此外:&#34;步骤&#34;需要是一个可变的输入。
提前致谢
答案 0 :(得分:7)
这是另一种可能的方法
step <- 2
temp <- melt(dt, "Id")[, indx := rep(seq_len((ncol(dt)-1L)/step), each = nrow(dt)*step)]
dcast(temp, Id ~ indx, sum, value.var = "value")
# Id 1 2 3 4
# 1: 1 14 2 45 2
# 2: 2 5 3 16 3
# 3: 3 7 3 46 734
# 4: 4 0 6 55 2
# 5: 5 5 7 6 469
# 6: 6 7 77 76 25
# 7: 7 16 45 67 837
# 8: 8 9 1 12 60
答案 1 :(得分:3)
你可以尝试
f1 <- function(DT, step){
m1 <- as.matrix(DT[,-1, with=FALSE])
lst <- lapply(seq(step), function(i) seq(i, ncol(m1), by = step))
nm1 <- do.call(paste, c(lapply(lst, function(x) colnames(m1)[x]), sep="_"))
res <- cbind(Id= DT[["Id"]], as.data.table(Reduce(`+`,
lapply(lst, function(i) m1[,i]))))
setnames(res, 2:ncol(res), nm1)
res}
f1(dt, 2)
# Id 01.01.2005_02.01.2005 03.01.2005_04.01.2005 05.01.2005_06.01.2005
#1: 1 14 2 45
#2: 2 5 3 16
#3: 3 7 3 46
#4: 4 0 6 55
#5: 5 5 7 6
#6: 6 7 77 76
#7: 7 16 45 67
#8: 8 9 1 12
# 07.01.2005_08.01.2005
#1: 2
#2: 3
#3: 734
#4: 2
#5: 469
#6: 25
#7: 837
#8: 60
使用其他“步骤”进行测试
dt1 <- data.table(Id = c(1,2,3,4,5,6,7,8),
"01.01.2005" = c(10,0,0,0,5,7,7,0),
"02.01.2005" = c(4,5,7,0,0,0,9,9), "03.01.2005" = c(2,3,3,6,7,77,45,0),
"04.01.2005" = c(0,0,0,0,0,0,0,1), "05.01.2005" = c(0,1,1,1,1,0,0,2),
"06.01.2005" = c(45,15,45,54,5,76,67,10),
"07.01.2005" = c(0,0,0,0,466,21,832,54),
"08.01.2005" = c(2,3,734,2,3,4,5,6),
"09.01.2005"= c(4, 3, 3, 5, 7, 9, 10, 11))
f1(dt1, 3)
# Id 01.01.2005_02.01.2005_03.01.2005 04.01.2005_05.01.2005_06.01.2005
#1: 1 16 45
#2: 2 8 16
#3: 3 10 46
#4: 4 6 55
#5: 5 12 6
#6: 6 84 76
#7: 7 61 67
#8: 8 9 13
# 07.01.2005_08.01.2005_09.01.2005
#1: 6
#2: 6
#3: 737
#4: 7
#5: 476
#6: 34
#7: 847
#8: 71
另一种选择是使用set
中的data.table
。
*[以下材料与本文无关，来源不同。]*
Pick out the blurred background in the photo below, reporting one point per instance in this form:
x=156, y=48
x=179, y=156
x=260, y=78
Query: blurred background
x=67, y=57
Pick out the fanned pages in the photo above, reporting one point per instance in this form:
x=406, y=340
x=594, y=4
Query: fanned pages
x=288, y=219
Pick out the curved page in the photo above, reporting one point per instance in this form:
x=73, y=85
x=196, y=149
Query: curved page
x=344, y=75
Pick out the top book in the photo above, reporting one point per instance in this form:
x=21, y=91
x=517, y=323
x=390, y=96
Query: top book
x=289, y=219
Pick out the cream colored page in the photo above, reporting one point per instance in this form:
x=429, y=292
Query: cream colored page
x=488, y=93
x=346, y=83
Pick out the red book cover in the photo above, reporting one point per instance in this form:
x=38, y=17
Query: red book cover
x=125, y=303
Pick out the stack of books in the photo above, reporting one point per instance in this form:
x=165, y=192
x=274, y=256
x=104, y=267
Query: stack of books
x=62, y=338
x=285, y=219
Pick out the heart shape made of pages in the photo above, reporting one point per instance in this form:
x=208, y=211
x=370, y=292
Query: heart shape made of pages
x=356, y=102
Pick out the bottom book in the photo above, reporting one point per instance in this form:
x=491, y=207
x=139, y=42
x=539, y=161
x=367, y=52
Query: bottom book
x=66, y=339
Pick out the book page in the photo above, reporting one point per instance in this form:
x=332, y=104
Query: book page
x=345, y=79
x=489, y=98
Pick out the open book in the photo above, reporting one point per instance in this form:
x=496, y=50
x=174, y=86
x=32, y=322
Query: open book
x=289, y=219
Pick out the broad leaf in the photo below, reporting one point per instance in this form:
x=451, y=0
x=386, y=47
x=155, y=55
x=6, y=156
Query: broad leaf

新函数f2
不依赖于数据集中的列数。如果f1
,step <- 3
将在'dt'失败。对于f2
,如果要用于计算的列数为“8”且步长为“3”,则它将获得第3个rowSums
,rowSums
为4:6,和{7}的rowSums
。在该示例中,尚不清楚OP在这些情况下如何sum
。同样地,对于step <- 5
,我们得到前5列的rowSums
,然后是6:8
f2 <- function(DT, step){
indx <- 2:ncol(DT)
indx1 <- (seq_along(indx)-1)%/%step +1L
lst <- split(indx, indx1)
nm1 <- sapply(lst, function(i) paste(names(DT)[i], collapse="_"))
res <- as.data.table(matrix(0, ncol=length(lst),
nrow=nrow(dt), dimnames=list(NULL, nm1)))
for(j in seq_along(res)){
set(res, i=NULL, j=j, value=DT[, lst[[j]], with=FALSE][, Reduce(`+`, .SD)])
}
cbind(Id=DT[['Id']], res)
}
f2(dt,2)
# Id 01.01.2005_02.01.2005 03.01.2005_04.01.2005 05.01.2005_06.01.2005
#1: 1 14 2 45
#2: 2 5 3 16
#3: 3 7 3 46
#4: 4 0 6 55
#5: 5 5 7 6
#6: 6 7 77 76
#7: 7 16 45 67
#8: 8 9 1 12
# 07.01.2005_08.01.2005
#1: 2
#2: 3
#3: 734
#4: 2
#5: 469
#6: 25
#7: 837
#8: 60
f2(dt,3)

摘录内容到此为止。